Despite it being conducted by a renowned cuck, there’s a worthwhile email interview with Patrick Deneen, professor of political science at the University of Notre Dame, whose new book Why Liberalism Failed was published today. Deneen’s diagnosis of the crisis of modernity, whole not wholly original, is nonetheless eloquently put, even if one may disagree with Deneen’s recommended path forward. From one interesting passage of the interview:

… I think it’s very possible for liberalism to be in crisis without a “realistic alternative.” The book opens with a quote from Barbara Tuchman’s A Distant Mirror that describes how the breakdown in belief in the legitimacy of medieval claims about of chivalry and noblesse oblige – increasingly contradicted by the shortcomings in their practice – led to the abandonment of faith in that system.

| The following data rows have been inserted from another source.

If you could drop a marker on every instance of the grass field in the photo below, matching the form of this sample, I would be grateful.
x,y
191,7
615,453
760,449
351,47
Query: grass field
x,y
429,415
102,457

There was no “realistic alternative” in the wings ready to replace feudalism. Rather, a long period of instability and trial-and- error was the consequence of the loss of confidence in a once-stable system.

…[T]here are pockets of growing interest in various alternative forms, including attraction among some to Putinesque rejection of liberal internationalism and progressivism, something I see among some of my students (admittedly, a decided minority). The election of Donald Trump is a more populist expression of this yearning, obviously, and the intensity of the reaction of Left against “Russian meddling” is an indication not only of the panic over Trump, but more deeply, a deeper insecurity over the prospects for liberalism in the world given the growing sense of an alternative on the world stage, visible in Russia, Poland and Hungary…

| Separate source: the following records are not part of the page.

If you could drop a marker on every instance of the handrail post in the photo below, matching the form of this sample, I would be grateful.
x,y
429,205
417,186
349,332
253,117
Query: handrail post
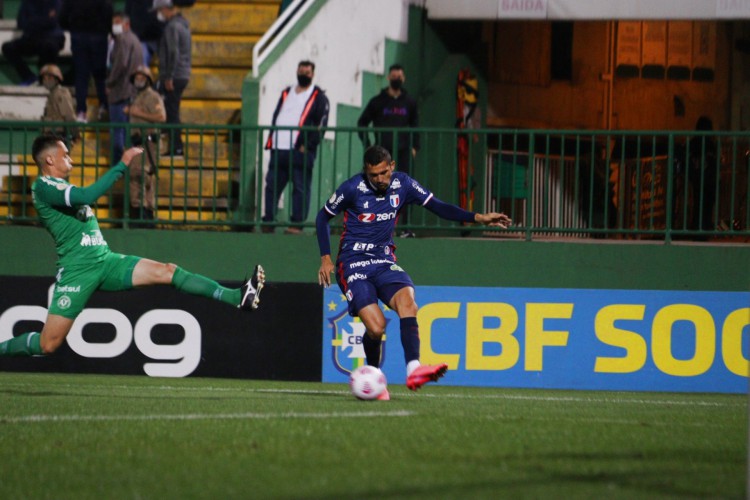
x,y
670,182
530,190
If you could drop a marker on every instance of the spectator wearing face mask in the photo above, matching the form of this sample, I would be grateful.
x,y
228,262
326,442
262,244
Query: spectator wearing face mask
x,y
126,56
59,106
145,25
147,108
175,56
89,23
293,151
394,108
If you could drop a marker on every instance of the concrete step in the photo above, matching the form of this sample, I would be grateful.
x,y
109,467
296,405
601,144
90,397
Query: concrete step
x,y
231,18
192,183
234,51
215,83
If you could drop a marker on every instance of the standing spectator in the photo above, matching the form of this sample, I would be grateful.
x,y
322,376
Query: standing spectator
x,y
59,106
148,108
89,22
42,37
394,108
174,65
304,105
145,25
126,57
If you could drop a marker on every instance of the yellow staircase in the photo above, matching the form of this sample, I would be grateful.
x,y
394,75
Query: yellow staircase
x,y
197,186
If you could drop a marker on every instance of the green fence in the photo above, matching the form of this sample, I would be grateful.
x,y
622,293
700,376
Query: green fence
x,y
574,184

… [N]one of these alternatives is appropriate nor should be attractive to Americans. My more parochial question is, can there be an “alternative” for a nation that has, by and large, only been liberal? Are there non-liberal currents within the American tradition that can be built upon, and if so, what would new iterations and combinations of those existing building-blocks look like? I believe that we have such soil that has lain fallow, and I hope in my next book to explore what such an “alternative tradition” in America might look like.